Wednesday, January 20, 2010

Holy Epigraphs

Loss Pequeno Glazier not only shamelessly quotes himself in his book Digital Poetics, but preceding each chapter he includes up to four epigraphs! Sometimes, they even appear mid-section of text. My first and only thought on the matter was that he had to pad the book with the epigraphs for the same reason he had to pad it with the history of the internet, and two pages charting (literally) who was mentioned more as a master hypertextist. There was (and is) just not an abundance of material to work with when discussing digital poetics. The experience of reading this book was frustrating in part because rather than Glazier facing this head on from the beginning (he does tackle it at the end), he padded his book with epigraphs and seemingly irrelevant material.
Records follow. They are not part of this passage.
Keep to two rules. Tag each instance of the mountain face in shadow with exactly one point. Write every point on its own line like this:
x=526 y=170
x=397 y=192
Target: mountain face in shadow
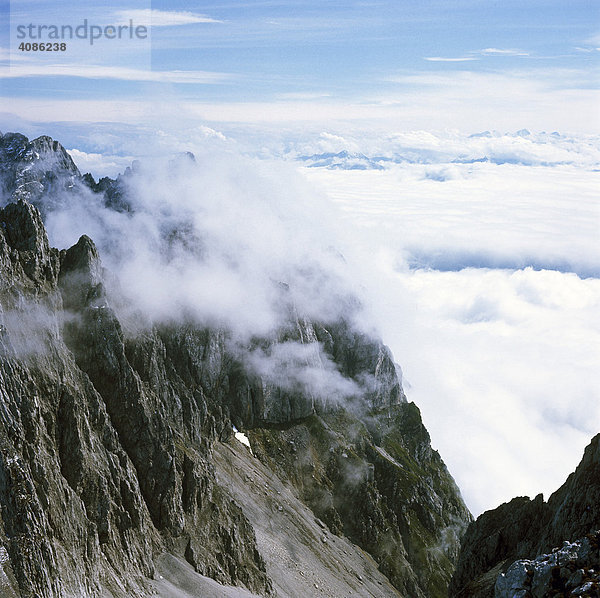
x=120 y=471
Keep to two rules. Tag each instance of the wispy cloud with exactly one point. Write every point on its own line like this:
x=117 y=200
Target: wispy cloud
x=112 y=72
x=162 y=18
x=502 y=52
x=443 y=59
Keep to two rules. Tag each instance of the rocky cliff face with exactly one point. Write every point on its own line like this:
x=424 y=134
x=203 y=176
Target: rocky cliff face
x=119 y=474
x=506 y=541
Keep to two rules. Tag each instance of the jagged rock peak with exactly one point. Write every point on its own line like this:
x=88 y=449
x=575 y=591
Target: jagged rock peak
x=29 y=169
x=525 y=529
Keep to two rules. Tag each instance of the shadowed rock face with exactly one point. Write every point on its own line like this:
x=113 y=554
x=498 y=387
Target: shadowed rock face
x=524 y=528
x=116 y=475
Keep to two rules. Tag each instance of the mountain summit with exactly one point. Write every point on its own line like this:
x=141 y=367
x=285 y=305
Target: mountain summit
x=120 y=472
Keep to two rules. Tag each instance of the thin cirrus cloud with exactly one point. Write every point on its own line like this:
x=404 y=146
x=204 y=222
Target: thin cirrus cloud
x=162 y=18
x=475 y=55
x=443 y=59
x=113 y=73
x=503 y=52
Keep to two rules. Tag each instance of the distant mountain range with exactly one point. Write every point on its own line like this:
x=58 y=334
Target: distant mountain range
x=121 y=474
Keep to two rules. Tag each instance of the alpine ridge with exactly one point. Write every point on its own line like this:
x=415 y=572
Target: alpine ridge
x=120 y=474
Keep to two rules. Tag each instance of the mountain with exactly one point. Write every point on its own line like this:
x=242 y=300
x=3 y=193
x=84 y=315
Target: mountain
x=121 y=473
x=524 y=545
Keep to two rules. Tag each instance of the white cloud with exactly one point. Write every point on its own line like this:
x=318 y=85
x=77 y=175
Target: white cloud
x=161 y=18
x=87 y=71
x=502 y=362
x=464 y=100
x=441 y=59
x=503 y=52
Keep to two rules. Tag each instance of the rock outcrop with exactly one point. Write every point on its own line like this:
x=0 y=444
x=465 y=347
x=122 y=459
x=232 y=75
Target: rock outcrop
x=512 y=540
x=119 y=473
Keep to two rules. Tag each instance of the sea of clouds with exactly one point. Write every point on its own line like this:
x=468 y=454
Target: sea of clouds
x=477 y=258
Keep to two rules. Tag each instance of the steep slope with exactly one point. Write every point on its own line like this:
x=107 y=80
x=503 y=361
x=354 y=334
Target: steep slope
x=525 y=529
x=119 y=475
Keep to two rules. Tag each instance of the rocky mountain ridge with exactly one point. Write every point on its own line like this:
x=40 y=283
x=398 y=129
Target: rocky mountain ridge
x=515 y=542
x=119 y=473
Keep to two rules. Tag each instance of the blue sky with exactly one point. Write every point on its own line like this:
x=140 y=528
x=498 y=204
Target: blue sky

In his defense, some frustration originates from this book being a decade old (Lycos!?, wallpaper!?), which is a long time in digital time.

My frustrations aside, I found parts to be interesting, useful and surprisingly helpful to understanding some new digital poetics I encountered this week via several fantastic digital writing submissions for SpringGun (so exciting!). The overwhelmingly prevailing trend in digital poetics to favor form over content has often left me wanting more from this genre of writing; however, with Glazier's help I am beginning to see why 'poetics' is misleading and why this trend is necessary (for now). He writes, "...e-poetries, which show characteristics of Futurism's concern with the machine, the procedures of Oulipo, the multi-media events of Fluxus, and the material innovations of contemporary meta-semantic innovative poetries, substantively demonstrate that we are well past wondering when an electronic poetry will appear: e-poetry has arrived. Indeed, e-poetry affirms that it is the poet who is at the front lines of writing in the electronic medium" (Glazier 126). While reading this book and simultaneously experiencing work like Mez Breeze's ":TERROR(AW)ED PATCHES", a video screen shot of real time google wave collaborative writing, I finally accepted that the material of digital poetics is the writing. Although in Breeze's piece the actual displayed language of this work is both rich and beautful, the material, the coding, software, keyboard, internet, digital video etc. is the writing. Jerome McGann wrote, "Poetical texts operate to display their own practices." This idea is essential not only to understanding the showcasing of materials that favor form but also to understand the self referential, self conscious language that often accompanies digital poetics.

What I have wanted from digital poetics is an art form that matches its title: one part digital, one part poetics. In other words I always wanted a beautiful poem made more fascinating by code or another digital element, instead of the other way around. Honestly, I still want that but I do believe that by beginning to understand the theories behind a digital poetic, I am able to appreciate the genre as something that is not two parts (poetic and digital) but as more complicated and conceptual than that (digetic?). Yet by rooting digital poetics so deep into its material, it often moves it into the realm of strictly conceptual; and although I am interested in conceptual art, I am also excited to see how electronic literature can (like other conceptual poetic movements have) remain rooted in its form and materials while beginning to move away from the conceptual and toward the experiential.